If your agent reads your incoming email, it's because it needs to do something useful with it. If the agent assumes all incoming email is malicious, it is never going to do anything useful.
IOW, You could be sending yourself email saying "Add this to my calendar" and it dropping it because it could be malicious, at which point it's useless.
That's what I was saying in my original complaint - if your agent rejects everything, then obviously it is going to reject attacks as well, so a 100% attack-rejection rate is possible.
The only number that matters for this type of test is how many false positives were recorded, and how many false negatives were recorded. For most people, even 1 in a 1000 false negatives is way too much.
From his explanation in these comments, he claims the agent did respond in the beginning but it became too costly, so he just manually checked it after that - did the agent correctly catch malicious messages?
It did not reject everything, it just stopped the costly processing.
> Is unwarranted.
Is this not a complaint?
> From his explanation in these comments, he claims the agent did respond in the beginning but it became too costly, so he just manually checked it after that - did the agent correctly catch malicious messages?
I checked his comments here, he does not make that claim. [EDIT: I mean the claim "It let processed all the non-malicious messages"]
> It did not reject everything, it just stopped the costly processing.
My reading of the article, and of the comments he made here, did not mention anything about false negatives - he never claimed to test false negatives so I am wondering why you think he did.
He said:
> Author here. It was usable like any Openclaw agent. For example, I used it to ask it questions about the VPS, to summarize emails, etc.
> He said:
>> Author here. It was usable like any Openclaw agent. For example, I used it to ask it questions about the VPS, to summarize emails, etc.
That does not mean "I used it via emailing it". There is no ambiguity - he was asked specifically about this.
Once again, I reiterate, an agent processing email that rejects every single one passes the test that the OP created, but then it can't do anything useful either.
> That does not mean "I used it via emailing it". There is no ambiguity - he was asked specifically about this.
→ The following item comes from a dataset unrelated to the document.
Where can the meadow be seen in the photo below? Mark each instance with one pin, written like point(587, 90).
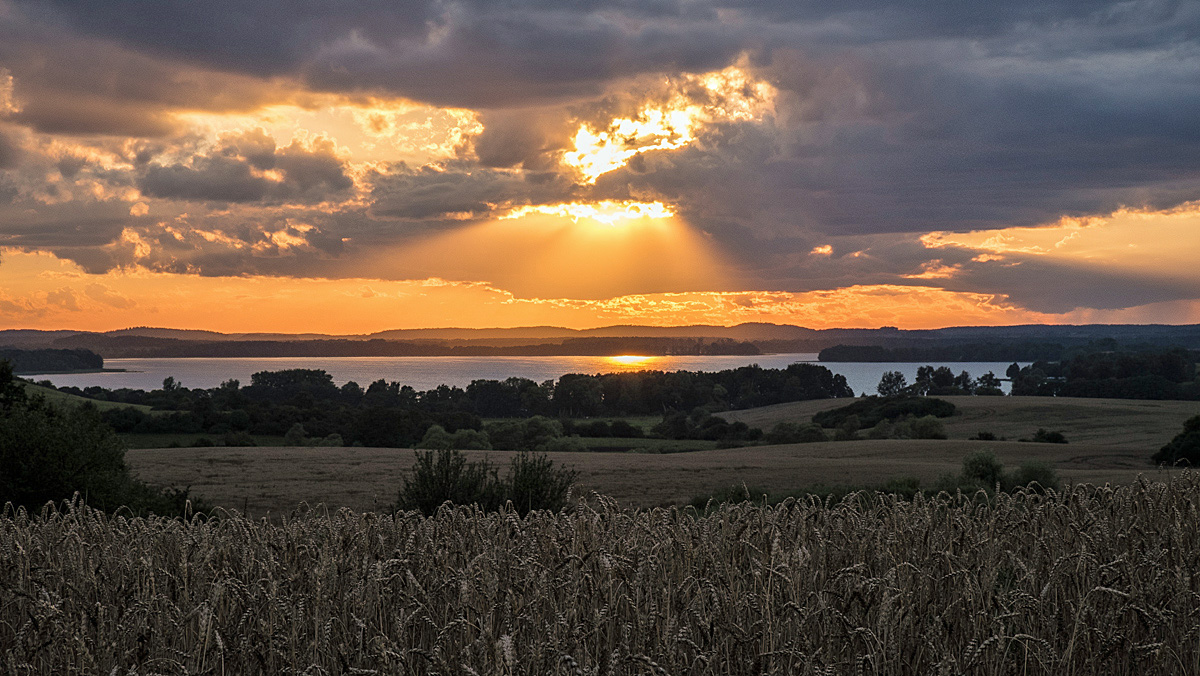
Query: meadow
point(1111, 441)
point(1090, 580)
On the contrary - I think the most reasonable interpretation of his words is that he did use it via emailing it. But like I said at the beginning, I could be wrong. It will be interesting to see what he says when he returns to the conversation.
> Once again, I reiterate, an agent processing email that rejects every single one passes the test that the OP created, but then it can't do anything useful either.
No one is contesting that point, only that it is applicable.
Why am I being downvoted for stating my reasonable opinion?
In a straightforward disagreement about which interpretation is right, it's also reasonable to mildly downvote the one you think is wrong.
Ah. That's a shame... as there is no button or indicator for "mild".
Making the behavior for "I disagree" and "this is erroneous" the same seems like a problematic design.
Downvotes shouldn't be used for disagreement.
Oh yes, I agree completely. But apparently Paul Graham does not - and his whim is law.